The energy generated by this change, the election of delegates to the new BBKA council and the ending of the secrecy which had so disturbed Dr. Killick led to a number of activities in Hampshire which had been initiated by the National body. There was a great need for a series of standards for beekeeping equipment, honey etc. An enlightened BBKA brought the counties into discuss their approach to these matters which culminated in BS 1300 for equipment and later to a standard for crystallised honey, later still to a standard for run honey.
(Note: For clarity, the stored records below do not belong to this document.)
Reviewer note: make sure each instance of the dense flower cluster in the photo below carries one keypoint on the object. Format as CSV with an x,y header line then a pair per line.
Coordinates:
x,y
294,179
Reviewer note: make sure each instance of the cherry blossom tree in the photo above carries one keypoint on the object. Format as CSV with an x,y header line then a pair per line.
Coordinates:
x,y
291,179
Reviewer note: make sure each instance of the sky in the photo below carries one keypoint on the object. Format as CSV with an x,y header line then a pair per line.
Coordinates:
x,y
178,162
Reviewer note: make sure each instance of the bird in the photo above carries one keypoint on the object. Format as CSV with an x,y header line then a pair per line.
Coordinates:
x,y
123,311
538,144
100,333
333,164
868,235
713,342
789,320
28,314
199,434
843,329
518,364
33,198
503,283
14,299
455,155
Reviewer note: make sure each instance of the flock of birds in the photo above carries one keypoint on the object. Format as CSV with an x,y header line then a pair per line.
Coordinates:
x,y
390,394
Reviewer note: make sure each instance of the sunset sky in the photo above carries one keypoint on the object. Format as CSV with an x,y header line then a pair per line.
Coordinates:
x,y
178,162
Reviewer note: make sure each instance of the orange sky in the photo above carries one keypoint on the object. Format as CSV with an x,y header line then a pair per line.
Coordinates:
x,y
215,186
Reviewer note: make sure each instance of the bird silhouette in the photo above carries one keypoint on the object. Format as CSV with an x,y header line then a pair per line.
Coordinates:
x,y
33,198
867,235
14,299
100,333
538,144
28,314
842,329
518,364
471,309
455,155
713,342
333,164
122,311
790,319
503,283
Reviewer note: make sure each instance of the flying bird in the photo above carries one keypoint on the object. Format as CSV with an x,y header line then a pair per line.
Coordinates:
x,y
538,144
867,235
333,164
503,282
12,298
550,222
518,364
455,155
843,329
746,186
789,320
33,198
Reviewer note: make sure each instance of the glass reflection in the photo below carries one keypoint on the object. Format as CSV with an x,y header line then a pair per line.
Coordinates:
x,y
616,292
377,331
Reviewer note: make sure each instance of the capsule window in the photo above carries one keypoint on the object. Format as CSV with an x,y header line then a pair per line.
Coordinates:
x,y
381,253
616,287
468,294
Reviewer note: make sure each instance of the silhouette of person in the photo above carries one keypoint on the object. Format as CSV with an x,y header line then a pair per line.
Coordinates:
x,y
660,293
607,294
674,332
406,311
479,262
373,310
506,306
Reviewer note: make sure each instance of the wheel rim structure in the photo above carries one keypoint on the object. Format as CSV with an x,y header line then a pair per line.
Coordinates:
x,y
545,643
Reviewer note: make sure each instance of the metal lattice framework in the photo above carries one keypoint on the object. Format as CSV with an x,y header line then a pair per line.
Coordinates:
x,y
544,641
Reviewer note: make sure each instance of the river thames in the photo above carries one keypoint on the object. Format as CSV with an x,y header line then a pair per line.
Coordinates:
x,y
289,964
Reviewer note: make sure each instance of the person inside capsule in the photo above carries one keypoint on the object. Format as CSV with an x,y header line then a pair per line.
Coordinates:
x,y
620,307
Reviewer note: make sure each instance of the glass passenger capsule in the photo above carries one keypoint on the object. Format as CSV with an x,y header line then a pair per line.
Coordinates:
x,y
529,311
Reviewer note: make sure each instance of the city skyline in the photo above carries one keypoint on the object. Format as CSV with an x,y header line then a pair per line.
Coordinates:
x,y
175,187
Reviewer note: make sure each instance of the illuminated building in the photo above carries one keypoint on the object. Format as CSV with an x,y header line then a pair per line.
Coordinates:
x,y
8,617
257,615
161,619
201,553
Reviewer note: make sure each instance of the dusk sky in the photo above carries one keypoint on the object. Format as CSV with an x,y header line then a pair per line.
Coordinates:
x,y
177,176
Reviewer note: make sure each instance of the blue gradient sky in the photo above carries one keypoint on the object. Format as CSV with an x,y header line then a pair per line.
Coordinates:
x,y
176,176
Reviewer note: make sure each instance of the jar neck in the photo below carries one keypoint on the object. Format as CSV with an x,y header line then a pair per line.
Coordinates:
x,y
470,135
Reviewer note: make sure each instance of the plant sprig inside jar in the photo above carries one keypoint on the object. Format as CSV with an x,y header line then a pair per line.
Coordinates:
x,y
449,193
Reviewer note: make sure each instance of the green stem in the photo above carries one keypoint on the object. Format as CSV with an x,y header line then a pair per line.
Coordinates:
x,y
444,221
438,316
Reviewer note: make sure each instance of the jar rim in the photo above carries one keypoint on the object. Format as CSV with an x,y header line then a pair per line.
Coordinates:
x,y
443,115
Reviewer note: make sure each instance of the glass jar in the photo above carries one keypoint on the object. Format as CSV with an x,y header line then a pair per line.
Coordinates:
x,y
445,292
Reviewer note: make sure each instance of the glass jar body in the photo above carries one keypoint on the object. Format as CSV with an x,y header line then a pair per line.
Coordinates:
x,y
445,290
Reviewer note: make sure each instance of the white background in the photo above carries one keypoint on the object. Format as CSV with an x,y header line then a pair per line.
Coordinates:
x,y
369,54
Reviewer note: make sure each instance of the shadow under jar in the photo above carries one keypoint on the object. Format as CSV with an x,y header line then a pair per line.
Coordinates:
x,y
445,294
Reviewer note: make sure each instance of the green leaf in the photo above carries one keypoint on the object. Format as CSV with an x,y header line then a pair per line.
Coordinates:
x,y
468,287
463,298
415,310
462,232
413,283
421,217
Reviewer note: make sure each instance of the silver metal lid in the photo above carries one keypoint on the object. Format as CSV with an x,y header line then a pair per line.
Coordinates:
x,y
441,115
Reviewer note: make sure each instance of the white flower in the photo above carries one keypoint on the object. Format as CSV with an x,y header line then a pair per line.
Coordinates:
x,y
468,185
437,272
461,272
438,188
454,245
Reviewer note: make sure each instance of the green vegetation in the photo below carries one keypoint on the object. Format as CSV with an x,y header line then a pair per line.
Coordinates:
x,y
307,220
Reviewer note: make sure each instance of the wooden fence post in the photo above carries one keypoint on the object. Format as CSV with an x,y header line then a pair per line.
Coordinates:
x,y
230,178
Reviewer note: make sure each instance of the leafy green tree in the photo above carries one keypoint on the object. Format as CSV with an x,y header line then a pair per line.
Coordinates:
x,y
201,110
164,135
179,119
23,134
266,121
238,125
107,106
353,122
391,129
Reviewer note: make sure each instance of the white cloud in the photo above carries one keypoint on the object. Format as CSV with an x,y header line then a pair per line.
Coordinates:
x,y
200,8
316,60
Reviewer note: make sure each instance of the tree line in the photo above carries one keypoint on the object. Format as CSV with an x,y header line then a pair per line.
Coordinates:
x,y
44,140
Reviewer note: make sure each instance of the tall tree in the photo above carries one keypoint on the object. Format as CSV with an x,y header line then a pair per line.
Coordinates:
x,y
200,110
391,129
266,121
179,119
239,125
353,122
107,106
This in turn meant issuing a Standard label and the County registering as an authorised packer of honey for its members, with a number of nominal inspectors to check the correct working of the system. At the same time many members worked in conjunction with the newly set-up research sub-committee in two projects under the watchful eye of a local representative.


Scarcity of sugar during the war had led to an upsurge in the number of beekeepers and this in turn gave rise to new growth in the number of local associations. Many, previously moribund, were resuscitated and new ones sprang up in Avon Valley, Hinton Ampner, Meon Valley. Ringwood. Southampton and Whitchurch in addition to those which existed pre-war.


Captain Tredwell, back in harness, working with the full backing and support of H&IWBKA led the band of’ Appointed Officers’ who were steadily reducing the incidence of AFB. A new, bold scheme of eradication was evolved for EFB. Where infection was found, Bee Disease Insurance agreed to compensate even non-members so that all colonies in a given radius could be destroyed in Hampshire and over the county boundaries with Wiltshire and Dorset. A short-lived scheme for a Health Certificate for bee-breeders also emanated from the same stable.


A new County Constitution to reflect the changed conditions was now overdue and during the fifties this came about and resulted in the elimination of individual direct membership of the County Association. Bournemouth and the Isle of Wight left Hampshire during the same decade and the name of the association was changed to ‘Hampshire Beekeepers’ Association. The now fully federative structure of the HBA and its restrictions on the power of some officers, remains, with few modifications substantially the same.